The storage and transportation of a wide variety of goods is greatly facilitated by the use of pallets. Pallets allow the storage and movement of different items by a common material handling system employing forklift trucks. In the early years of pallet usage, most pallets were constructed of hardwoods because of its low cost, ready availability and high compressive strength.
Wood pallets are still widely used in the industry. However, wood pallets are subject to splintering, moisture absorption, and the steel fasteners which hold wooden pallets together will rust if exposed to water. In general, wooden pallets have a limited use life. Plastic pallets are advantageously used where cleanliness, repeated usage or special attachment needs are presented.
All general purpose pallets share several basic structural properties. They have a generally flat upper deck for supporting boxes, canisters or crates, and they have two or more openings for the admittance of fork lift tines. The tine openings may be formed either between a pallet top deck and a pallet bottom deck, or the pallet may have only a single deck with an array of legs which support the deck above a support surface to allow entrance of fork lift tines beneath the deck.
Many manufacturing processes have been adapted to production of plastic pallets: injection molding, cellular foam, blow molding, and rotomolding. However, the large size of pallets, often four feet long or greater, makes the thermoforming process particularly well suited to the production of pallets.
One successful approach to a plastic pallet, such as disclosed in U.S. Pat. No. 4,428,306 to Dresen et al. is a pallet produced in a twin-sheet thermoforming process in which the upper sheet is fused to the lower sheet in the walls of downwardly protruding cup-like feet. Another approach to plastic pallets, such as disclosed in U.S. Pat. Nos. 5,197,396; 5,329,862; 5,351,629; and 5,413,052 to Breezer et al. utilizes twin-sheet thermoformed top and bottom decks which are connected by separately molded plastic leg posts. Such pallets can be adapted for high loads by positioning tubular steel reinforcements between the plastic sheets of the upper deck, the bottom deck, or both.
In the thermoforming process a sheet of thermoplastic material is heated until it becomes soft and moldable, but not fluid. The heated sheet is held against a mold, whereupon a vacuum is drawn between the mold and the plastic sheet, drawing the sheet down onto the mold, and causing the thermoplastic sheet to conform to the mold's surface. In twin-sheet thermoforming both an upper sheet and a lower sheet are heated and molded simultaneously in two separate molds. The heated sheets are then pressed together within the molds. The effect is to create an article which may have enclosed volumes, and regions of plastic of desired thicknesses.

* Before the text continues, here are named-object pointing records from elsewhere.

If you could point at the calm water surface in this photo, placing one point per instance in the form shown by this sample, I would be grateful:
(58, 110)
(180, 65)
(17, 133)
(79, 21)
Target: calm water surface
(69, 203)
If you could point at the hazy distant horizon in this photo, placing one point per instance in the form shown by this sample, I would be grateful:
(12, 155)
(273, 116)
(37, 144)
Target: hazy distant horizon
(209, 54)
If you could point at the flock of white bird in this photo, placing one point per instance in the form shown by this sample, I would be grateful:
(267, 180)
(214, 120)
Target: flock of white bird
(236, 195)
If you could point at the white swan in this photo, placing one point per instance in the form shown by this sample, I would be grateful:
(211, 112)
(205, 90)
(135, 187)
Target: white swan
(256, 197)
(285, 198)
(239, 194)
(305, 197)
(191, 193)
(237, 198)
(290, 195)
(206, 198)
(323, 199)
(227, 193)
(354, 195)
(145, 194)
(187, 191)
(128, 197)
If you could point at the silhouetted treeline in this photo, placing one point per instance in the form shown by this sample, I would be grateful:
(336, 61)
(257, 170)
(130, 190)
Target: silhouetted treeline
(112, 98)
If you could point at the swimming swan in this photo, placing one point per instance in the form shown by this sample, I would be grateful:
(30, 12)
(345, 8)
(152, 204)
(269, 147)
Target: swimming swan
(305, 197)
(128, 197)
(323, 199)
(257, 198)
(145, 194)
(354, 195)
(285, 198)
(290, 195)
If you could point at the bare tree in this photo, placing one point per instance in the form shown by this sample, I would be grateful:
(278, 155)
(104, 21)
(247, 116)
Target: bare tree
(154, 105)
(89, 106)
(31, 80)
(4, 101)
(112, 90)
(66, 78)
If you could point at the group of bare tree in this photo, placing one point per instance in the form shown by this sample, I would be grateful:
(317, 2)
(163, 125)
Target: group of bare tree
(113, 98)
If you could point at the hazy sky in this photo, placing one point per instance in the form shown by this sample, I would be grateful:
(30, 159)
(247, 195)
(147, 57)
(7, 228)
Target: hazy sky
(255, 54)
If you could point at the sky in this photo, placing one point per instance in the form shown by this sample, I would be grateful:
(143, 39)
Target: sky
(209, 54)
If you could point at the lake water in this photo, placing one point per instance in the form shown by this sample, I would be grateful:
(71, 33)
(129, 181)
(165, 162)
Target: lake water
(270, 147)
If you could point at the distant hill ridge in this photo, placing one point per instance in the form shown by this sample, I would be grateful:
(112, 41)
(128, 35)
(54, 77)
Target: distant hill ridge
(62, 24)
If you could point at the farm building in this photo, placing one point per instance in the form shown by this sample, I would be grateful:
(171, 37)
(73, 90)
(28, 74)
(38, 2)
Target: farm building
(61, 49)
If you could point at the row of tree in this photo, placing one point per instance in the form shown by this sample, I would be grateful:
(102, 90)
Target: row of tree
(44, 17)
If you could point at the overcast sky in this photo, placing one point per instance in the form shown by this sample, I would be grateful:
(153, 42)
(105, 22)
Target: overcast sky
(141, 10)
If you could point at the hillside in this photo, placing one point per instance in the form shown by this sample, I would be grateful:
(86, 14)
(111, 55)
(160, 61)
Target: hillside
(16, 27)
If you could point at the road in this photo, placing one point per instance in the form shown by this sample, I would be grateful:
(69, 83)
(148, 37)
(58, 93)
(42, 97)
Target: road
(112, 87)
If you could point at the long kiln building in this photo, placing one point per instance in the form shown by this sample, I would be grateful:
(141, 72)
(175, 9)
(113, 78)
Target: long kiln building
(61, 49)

Material handling products such as pallets are highly engineered products in which physical performance is weighed against cost. Because the material cost of the plastic resin which goes into a pallet is a substantial portion of the pallet's total cost, there is a great need to produce a pallet which has high performance and stiffness capacity with low resin weight.

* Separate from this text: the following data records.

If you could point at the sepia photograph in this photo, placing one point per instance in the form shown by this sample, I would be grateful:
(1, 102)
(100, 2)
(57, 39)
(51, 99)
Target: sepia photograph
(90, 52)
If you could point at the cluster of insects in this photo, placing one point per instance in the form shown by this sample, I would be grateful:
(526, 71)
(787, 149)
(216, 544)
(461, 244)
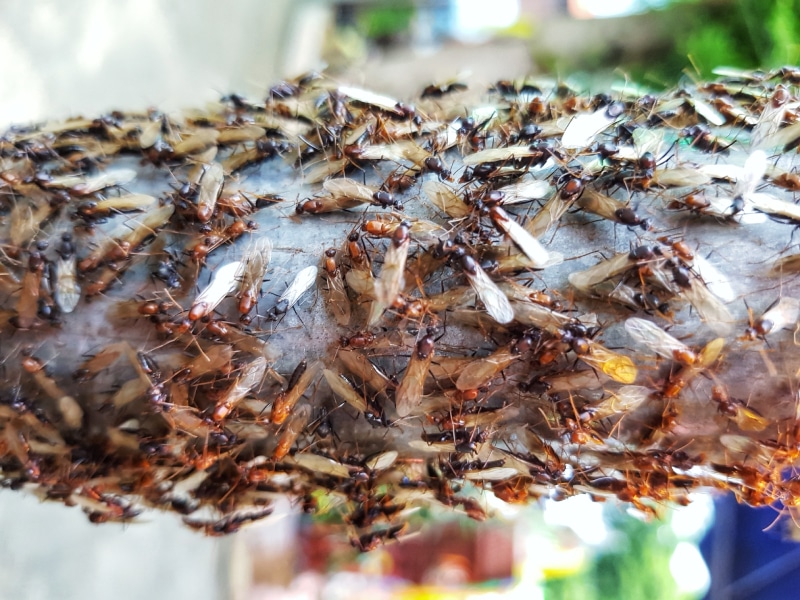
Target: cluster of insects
(525, 291)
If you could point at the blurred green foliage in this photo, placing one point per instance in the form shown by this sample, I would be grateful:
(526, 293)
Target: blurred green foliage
(742, 33)
(635, 566)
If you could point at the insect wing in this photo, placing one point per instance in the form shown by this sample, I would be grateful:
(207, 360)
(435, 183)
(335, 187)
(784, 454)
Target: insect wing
(292, 431)
(709, 307)
(481, 371)
(255, 260)
(656, 339)
(583, 128)
(210, 189)
(390, 280)
(409, 393)
(532, 248)
(342, 388)
(517, 193)
(299, 286)
(585, 280)
(496, 302)
(224, 282)
(67, 292)
(348, 188)
(445, 199)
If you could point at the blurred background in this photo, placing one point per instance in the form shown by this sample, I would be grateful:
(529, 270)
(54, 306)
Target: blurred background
(60, 59)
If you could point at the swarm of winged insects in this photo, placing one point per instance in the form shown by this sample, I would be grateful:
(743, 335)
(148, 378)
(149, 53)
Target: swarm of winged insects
(535, 290)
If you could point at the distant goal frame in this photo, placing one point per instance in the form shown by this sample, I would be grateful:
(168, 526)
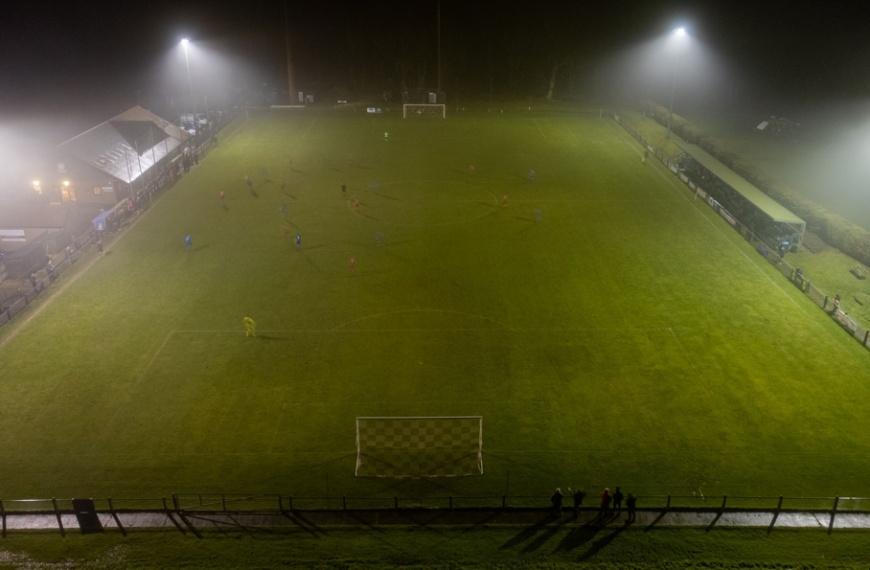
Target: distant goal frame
(424, 110)
(418, 447)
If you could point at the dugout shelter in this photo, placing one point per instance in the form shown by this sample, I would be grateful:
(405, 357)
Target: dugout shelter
(772, 222)
(120, 158)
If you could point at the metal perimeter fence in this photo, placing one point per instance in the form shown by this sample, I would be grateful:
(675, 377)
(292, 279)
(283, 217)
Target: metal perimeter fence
(275, 510)
(828, 303)
(277, 503)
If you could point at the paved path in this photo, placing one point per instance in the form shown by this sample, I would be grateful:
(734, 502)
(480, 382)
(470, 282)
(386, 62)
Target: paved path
(313, 521)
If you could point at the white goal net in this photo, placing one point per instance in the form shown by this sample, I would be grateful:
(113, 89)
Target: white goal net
(411, 110)
(416, 447)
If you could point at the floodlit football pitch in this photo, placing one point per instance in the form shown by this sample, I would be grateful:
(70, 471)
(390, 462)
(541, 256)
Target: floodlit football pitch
(607, 328)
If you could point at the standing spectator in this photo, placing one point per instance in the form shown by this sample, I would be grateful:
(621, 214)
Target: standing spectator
(631, 503)
(556, 499)
(604, 505)
(617, 500)
(250, 326)
(578, 496)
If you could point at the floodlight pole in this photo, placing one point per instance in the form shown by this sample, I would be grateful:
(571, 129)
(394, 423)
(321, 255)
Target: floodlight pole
(190, 84)
(679, 32)
(671, 106)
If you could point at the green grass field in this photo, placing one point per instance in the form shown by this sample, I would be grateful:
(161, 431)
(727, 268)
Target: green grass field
(628, 337)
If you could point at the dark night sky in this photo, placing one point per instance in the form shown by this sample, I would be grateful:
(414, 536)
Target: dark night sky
(63, 50)
(89, 59)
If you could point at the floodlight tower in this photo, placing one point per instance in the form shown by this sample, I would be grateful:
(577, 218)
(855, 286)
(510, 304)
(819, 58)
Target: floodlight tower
(678, 36)
(184, 42)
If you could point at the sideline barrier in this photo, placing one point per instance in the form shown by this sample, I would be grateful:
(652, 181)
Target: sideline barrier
(242, 511)
(803, 282)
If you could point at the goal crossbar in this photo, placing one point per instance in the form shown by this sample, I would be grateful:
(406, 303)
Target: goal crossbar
(413, 110)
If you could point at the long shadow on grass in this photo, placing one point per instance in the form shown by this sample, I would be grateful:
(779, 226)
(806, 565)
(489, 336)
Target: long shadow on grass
(541, 531)
(580, 536)
(602, 543)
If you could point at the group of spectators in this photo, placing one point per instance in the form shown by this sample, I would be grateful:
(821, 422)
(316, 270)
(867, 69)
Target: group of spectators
(609, 504)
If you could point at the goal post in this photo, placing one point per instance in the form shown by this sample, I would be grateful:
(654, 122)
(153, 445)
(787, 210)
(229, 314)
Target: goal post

Providing a pallet with two decks advantageously contributes to overall pallet stiffness. Nonetheless, multiple parts in a pallet contributes to increased cost due to separate molding operations, required fasteners, and labor required for assembly. Furthermore, the advantage of two decks toward unit stiffness is lessened when the parts connecting the decks are subject to lateral motion with respect to one another. What is needed is a double deck plastic pallet which is economically assembled from a minimum of parts, and yet which offers good structural performance.